Claro que ninguém esperava uma pandemia, e nenhuma instituição – nem mesmo Estados ricos e altamente organizados – tinha receitas prontas e instrumentos plenamente desenvolvidos para lidar com a doença e suas implicações. Mas isso não faz o vírus desaparecer nem exime as pessoas – mormente as que estão em cargos formalmente investidos de responsabilidades públicas – de fazer tudo o que estiver ao seu alcance para superar os obstáculos diante de nós.
É urgente que o Conselho de Representantes se reúna e delimite um plano de ações capazes de organizar uma reação aos problemas vindouros, que certamente incluirão, no mínimo, corte expressivo de financiamento e rebaixamento de salário, seja por decisão de governo, seja por simples corrosão inflacionária. Temos um encontro marcado com o futuro.
Ao articular essa nossa indispensável reação, temos que reconhecer – humilde e urgentemente, sem preconceitos – que o processo de reforma da Apufsc aperfeiçoou o sindicato em muitos casos, mas, por outro lado, não construiu nenhuma alternativa para a articulação nacional que antes havia e para instrumentos como a greve, que, embora nem sempre tenham sido bem usados, foram acionados com sucesso nas horas em que realmente se fizeram necessários. A verdade é que, no afã de produzir algo radicalmente diferente do passado, a Nova Apufsc jogou fora o bebê junto com a água do banho. Ou admitimos isso, ou uma conta provavelmente de grande monta chegará em prazo relativamente curto e recairá sobre nossas famílias e nós. A reintegração de nossa associação a uma instância sindical nacional e a desobstrução das barreiras ideológicas e cognitivas que impedem a eventual deflagração de ações tão contundentes quanto greves me parecem os únicos caminhos possíveis. Se alguém assim não entender, estou completamente aberto a reconsiderar minha posição, desde que, claro, a crítica seja acompanhada de uma agenda positiva, um outro plano de ação.
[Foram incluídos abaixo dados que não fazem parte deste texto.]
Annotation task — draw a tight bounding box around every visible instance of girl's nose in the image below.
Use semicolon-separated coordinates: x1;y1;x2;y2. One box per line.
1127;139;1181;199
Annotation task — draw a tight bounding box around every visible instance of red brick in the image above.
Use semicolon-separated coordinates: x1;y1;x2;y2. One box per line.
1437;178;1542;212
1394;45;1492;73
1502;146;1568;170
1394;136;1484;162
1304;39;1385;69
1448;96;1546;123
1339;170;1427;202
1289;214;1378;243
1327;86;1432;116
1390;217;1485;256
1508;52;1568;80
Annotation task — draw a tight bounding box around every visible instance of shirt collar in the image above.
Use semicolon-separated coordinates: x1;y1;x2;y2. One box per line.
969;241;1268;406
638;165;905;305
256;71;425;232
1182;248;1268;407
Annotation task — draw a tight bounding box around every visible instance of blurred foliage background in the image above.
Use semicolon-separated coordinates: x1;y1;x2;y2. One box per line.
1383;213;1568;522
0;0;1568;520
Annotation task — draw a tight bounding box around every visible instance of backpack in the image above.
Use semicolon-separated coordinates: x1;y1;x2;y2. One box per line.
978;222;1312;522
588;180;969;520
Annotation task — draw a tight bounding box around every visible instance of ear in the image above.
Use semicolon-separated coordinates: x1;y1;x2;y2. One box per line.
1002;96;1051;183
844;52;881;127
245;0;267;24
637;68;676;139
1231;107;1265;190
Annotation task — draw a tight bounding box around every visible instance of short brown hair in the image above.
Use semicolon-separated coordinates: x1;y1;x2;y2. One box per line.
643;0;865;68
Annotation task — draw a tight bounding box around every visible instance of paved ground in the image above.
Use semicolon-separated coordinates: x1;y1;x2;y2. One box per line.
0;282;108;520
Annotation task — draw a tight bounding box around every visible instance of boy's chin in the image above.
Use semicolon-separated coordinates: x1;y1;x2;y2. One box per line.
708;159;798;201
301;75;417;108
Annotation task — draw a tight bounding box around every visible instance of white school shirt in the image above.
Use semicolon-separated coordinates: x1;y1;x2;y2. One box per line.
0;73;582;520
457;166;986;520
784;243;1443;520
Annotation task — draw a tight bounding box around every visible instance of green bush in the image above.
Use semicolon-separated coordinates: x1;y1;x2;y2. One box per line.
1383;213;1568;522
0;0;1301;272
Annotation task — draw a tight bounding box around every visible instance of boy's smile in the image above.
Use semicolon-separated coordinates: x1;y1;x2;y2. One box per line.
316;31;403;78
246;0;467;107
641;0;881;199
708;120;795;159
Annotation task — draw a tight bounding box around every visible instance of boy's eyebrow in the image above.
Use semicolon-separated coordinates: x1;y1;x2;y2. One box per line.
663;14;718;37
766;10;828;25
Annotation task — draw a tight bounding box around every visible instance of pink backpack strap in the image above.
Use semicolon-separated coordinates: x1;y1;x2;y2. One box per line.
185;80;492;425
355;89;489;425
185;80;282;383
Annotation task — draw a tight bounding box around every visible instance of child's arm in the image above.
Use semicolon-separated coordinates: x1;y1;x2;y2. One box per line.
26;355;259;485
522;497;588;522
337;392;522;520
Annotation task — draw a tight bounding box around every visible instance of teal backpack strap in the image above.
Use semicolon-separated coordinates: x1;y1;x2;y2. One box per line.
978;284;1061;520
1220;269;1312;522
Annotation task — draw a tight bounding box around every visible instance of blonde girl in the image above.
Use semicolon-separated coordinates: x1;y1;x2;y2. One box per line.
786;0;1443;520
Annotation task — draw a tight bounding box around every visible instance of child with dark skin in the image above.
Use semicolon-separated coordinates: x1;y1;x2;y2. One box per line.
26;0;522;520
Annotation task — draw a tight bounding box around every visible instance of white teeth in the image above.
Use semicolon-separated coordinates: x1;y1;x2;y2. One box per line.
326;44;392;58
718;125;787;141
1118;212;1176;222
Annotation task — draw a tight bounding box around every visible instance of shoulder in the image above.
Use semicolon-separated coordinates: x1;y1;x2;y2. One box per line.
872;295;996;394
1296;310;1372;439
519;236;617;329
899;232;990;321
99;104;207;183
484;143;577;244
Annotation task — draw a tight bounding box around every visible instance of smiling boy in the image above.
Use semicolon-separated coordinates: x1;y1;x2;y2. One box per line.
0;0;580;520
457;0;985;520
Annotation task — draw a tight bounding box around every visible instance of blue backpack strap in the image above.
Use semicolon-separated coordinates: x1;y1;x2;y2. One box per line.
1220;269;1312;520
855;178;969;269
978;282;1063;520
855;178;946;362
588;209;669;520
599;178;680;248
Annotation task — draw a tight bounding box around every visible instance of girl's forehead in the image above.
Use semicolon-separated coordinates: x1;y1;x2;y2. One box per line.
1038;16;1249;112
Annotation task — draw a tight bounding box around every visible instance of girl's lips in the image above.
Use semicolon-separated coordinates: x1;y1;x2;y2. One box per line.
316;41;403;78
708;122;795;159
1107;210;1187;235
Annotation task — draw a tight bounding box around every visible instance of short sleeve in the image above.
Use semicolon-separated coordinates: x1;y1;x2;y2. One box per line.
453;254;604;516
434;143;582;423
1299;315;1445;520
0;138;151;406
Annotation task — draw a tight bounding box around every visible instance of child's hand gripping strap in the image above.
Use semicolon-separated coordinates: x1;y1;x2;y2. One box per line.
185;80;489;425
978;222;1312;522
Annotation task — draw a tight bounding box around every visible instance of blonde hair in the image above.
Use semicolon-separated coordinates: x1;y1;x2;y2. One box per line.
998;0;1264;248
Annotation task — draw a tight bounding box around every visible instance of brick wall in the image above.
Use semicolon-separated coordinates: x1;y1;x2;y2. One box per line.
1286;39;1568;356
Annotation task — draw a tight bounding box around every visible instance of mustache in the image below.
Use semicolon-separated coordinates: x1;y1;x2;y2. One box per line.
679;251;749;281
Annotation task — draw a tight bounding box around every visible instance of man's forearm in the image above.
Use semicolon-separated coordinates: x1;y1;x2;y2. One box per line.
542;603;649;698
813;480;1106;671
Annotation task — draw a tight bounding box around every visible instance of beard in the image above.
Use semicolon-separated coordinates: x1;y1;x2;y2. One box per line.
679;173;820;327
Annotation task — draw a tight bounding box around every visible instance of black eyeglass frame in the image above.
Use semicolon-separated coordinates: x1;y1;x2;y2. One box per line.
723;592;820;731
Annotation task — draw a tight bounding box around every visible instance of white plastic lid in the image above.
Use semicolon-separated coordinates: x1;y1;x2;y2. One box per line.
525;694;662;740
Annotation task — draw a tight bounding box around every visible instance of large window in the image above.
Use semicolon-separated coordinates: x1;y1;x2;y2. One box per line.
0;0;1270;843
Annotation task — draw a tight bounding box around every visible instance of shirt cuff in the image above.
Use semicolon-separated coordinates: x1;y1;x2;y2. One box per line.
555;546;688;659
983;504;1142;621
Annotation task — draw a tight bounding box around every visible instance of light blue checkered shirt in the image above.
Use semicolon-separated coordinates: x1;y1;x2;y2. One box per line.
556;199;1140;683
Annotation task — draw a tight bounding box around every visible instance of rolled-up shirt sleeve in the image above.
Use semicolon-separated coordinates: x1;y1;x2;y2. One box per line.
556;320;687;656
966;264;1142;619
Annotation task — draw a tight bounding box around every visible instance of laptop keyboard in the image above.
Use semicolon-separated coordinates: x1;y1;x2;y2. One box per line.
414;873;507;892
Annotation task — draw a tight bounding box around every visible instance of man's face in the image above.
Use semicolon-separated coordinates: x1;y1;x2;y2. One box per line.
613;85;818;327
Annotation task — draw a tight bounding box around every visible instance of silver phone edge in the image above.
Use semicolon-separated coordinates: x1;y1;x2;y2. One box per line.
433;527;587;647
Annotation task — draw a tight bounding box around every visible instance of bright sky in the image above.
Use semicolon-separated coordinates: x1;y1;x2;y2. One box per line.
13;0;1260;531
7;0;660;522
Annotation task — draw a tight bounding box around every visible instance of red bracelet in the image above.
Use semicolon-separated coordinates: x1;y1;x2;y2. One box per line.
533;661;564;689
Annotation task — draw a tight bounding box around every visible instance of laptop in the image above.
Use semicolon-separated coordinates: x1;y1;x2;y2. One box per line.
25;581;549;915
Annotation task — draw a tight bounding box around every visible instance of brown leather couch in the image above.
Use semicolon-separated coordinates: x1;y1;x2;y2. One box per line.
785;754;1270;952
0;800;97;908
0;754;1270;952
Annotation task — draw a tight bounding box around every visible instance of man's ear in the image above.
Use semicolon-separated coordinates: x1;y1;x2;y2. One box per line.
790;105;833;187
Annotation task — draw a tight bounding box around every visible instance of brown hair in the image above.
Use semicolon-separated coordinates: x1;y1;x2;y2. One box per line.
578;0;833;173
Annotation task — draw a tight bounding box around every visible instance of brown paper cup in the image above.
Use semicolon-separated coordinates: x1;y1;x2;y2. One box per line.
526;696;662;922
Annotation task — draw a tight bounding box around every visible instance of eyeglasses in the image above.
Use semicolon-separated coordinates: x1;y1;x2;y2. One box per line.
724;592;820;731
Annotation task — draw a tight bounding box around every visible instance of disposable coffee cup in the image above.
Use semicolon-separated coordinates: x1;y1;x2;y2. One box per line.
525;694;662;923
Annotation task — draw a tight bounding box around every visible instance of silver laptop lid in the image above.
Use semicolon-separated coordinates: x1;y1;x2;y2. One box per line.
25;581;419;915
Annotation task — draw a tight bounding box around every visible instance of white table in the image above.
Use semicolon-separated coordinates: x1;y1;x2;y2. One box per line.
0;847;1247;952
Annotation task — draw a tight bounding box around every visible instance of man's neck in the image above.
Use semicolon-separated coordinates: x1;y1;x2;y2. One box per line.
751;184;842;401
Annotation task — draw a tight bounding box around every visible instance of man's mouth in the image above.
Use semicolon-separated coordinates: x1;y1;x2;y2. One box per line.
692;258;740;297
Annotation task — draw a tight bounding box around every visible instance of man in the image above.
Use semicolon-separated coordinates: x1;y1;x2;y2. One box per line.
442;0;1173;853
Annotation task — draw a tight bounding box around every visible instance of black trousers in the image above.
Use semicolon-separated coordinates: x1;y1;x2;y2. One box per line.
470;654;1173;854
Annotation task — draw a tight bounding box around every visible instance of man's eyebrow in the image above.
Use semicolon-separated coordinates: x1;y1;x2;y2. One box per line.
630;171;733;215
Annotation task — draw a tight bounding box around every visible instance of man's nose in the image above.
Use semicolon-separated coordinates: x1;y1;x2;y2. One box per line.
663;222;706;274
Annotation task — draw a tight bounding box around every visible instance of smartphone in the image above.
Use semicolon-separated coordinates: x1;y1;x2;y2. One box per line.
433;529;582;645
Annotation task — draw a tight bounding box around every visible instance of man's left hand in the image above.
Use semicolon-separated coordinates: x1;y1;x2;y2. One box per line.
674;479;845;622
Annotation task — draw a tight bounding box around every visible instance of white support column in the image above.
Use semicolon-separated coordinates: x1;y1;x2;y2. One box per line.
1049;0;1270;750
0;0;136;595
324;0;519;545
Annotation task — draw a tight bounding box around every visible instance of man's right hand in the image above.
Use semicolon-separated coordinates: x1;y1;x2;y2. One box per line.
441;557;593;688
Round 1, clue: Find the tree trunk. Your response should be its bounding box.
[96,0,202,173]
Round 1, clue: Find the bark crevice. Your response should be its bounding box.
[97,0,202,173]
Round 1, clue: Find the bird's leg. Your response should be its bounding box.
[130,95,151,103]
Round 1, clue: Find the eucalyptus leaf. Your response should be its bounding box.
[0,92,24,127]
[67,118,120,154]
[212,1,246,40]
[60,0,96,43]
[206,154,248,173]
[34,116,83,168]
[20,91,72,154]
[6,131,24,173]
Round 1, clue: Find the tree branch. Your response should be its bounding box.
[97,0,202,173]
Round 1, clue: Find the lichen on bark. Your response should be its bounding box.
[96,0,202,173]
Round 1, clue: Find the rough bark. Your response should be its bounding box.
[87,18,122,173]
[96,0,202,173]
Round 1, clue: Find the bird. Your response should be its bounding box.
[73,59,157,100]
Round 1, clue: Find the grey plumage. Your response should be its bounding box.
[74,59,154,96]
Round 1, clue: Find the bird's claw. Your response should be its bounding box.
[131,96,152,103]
Seja como for, encontrar uma saída para os impasses que já batem às portas do sindicato e entram por suas janelas é reponsabilidade de todos os associados. Mas rezam as regras vigentes na Apufsc que cabe ao Conselho de Representantes dar o primeiro passo no processo de debates e decisões. Um plano de ação – e acabo de sugerir as diretrizes que, a meu juízo, não podem faltar a esse documento – precisa ser elaborado e submetido à categoria o mais cedo possível. Estou a postos e à espera de que esse dever estabelecido no regimento da entidade seja cumprido. A tarefa é gigantesca e, para muitos, dolorosamente autocrítica. Mas é também incontornável e inadiável. Com a palavra, os Senhores Membros do Conselho de Representantes da Associação de Professores da Universidade Federal de Santa Catarina.